Stop number three.
Motz’s is south of the ballparks downtown, which are very close to Canada. I had no idea that the closest point to Canada in Detroit was on the southeast corner.
When I got to Motz’s it was 5:30 and they closed at 6:00. I had the place to myself. About ten stools in front of a long counter. The waitress asks me what I want, so I go with a double, no onions. While this is cooking, we start talking.
I tell her that I’m from Atlanta, and I’m here on the Hamburger America trail. She says, “So you know George? He’s the NICEST guy.” I ask her how long the two of them have been working here together. She says for the entire fifteen years she’s worked there she has worked this shift. Tammy, on the grill, has been there twenty-seven years. The girl that makes the burgers on the morning shift? Forty-three.
You know, there’s a lot to be said about working in a diner for THAT long.
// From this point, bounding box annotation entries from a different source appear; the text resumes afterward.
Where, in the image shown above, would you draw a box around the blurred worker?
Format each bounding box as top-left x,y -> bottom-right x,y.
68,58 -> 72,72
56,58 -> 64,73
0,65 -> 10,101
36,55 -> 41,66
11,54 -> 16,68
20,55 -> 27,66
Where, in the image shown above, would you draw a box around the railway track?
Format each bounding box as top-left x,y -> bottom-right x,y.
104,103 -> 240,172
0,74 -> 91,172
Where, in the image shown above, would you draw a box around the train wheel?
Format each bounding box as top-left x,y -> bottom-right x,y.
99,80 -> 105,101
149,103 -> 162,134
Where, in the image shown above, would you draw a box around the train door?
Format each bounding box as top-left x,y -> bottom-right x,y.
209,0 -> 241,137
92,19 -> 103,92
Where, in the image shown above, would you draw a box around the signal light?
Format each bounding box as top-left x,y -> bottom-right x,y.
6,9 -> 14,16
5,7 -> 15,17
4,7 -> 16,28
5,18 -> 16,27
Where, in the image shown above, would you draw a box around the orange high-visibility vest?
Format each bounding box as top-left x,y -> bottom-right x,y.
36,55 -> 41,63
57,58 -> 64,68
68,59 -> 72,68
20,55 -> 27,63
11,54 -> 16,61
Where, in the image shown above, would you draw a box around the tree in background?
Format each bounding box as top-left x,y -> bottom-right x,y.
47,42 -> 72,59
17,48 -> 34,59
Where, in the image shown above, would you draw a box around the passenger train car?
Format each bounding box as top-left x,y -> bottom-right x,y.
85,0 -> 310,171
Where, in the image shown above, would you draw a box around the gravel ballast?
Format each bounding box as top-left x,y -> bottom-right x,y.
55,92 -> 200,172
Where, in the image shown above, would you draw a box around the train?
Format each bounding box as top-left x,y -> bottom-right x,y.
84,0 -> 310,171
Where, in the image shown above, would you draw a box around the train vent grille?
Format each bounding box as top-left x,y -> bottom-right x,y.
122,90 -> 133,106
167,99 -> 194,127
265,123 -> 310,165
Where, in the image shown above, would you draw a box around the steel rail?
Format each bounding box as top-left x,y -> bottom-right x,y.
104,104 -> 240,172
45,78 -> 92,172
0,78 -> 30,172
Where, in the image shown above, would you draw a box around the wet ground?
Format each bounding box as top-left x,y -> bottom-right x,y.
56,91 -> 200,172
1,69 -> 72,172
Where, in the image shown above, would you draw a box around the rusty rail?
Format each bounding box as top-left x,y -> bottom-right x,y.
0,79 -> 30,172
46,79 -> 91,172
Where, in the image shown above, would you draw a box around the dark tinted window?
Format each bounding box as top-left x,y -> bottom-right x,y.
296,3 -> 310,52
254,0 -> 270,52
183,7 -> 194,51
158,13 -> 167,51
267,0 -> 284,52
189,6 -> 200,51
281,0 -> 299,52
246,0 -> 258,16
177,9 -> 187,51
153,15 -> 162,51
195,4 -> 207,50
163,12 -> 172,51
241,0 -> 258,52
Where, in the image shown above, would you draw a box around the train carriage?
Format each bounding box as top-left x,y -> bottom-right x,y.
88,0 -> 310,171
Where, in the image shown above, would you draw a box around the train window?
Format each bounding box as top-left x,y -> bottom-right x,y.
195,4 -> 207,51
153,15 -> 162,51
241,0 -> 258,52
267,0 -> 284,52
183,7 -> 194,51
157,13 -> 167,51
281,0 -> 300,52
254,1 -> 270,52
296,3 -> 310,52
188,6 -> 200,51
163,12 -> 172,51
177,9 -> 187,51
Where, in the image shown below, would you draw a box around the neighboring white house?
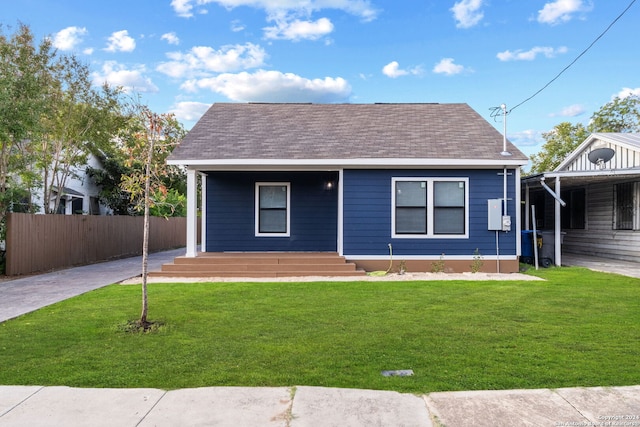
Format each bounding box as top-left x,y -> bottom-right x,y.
522,133 -> 640,265
34,154 -> 112,215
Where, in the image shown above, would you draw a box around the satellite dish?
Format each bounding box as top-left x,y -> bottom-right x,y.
588,147 -> 616,167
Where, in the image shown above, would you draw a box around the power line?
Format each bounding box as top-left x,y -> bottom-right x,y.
504,0 -> 636,117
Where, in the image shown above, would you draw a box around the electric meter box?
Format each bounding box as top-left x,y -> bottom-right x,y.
487,199 -> 502,231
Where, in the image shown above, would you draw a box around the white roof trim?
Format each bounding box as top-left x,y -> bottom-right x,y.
543,168 -> 640,178
553,132 -> 638,172
167,158 -> 528,168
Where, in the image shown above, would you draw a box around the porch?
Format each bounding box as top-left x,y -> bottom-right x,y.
562,252 -> 640,279
149,252 -> 366,278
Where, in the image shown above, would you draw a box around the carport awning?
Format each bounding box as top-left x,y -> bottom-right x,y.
522,168 -> 640,186
53,187 -> 84,198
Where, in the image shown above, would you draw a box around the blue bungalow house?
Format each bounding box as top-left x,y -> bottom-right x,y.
168,103 -> 527,272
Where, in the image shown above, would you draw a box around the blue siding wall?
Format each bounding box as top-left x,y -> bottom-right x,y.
343,169 -> 516,256
206,172 -> 338,252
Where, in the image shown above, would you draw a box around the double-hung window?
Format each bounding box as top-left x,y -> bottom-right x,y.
613,182 -> 640,230
391,178 -> 469,238
256,182 -> 291,237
You get to know each other. You get to know your customers (several other folks came in while I was there and Tammy knew their orders and their names). And you really get to know how to make a burger. The burger?
This was one of the best burgers I’ve ever had, in its simplicity. Two eighth pound patties. Steamed bun. Mustard. Ketchup. It was incredible.
I left out an ingredient. I asked Tammy what made her burgers so good. “I add a secret ingredient.” What is it, you ask? “I put a little love in each burger.” Then she laughs.
I did, too. Then I ordered another burger, for dessert.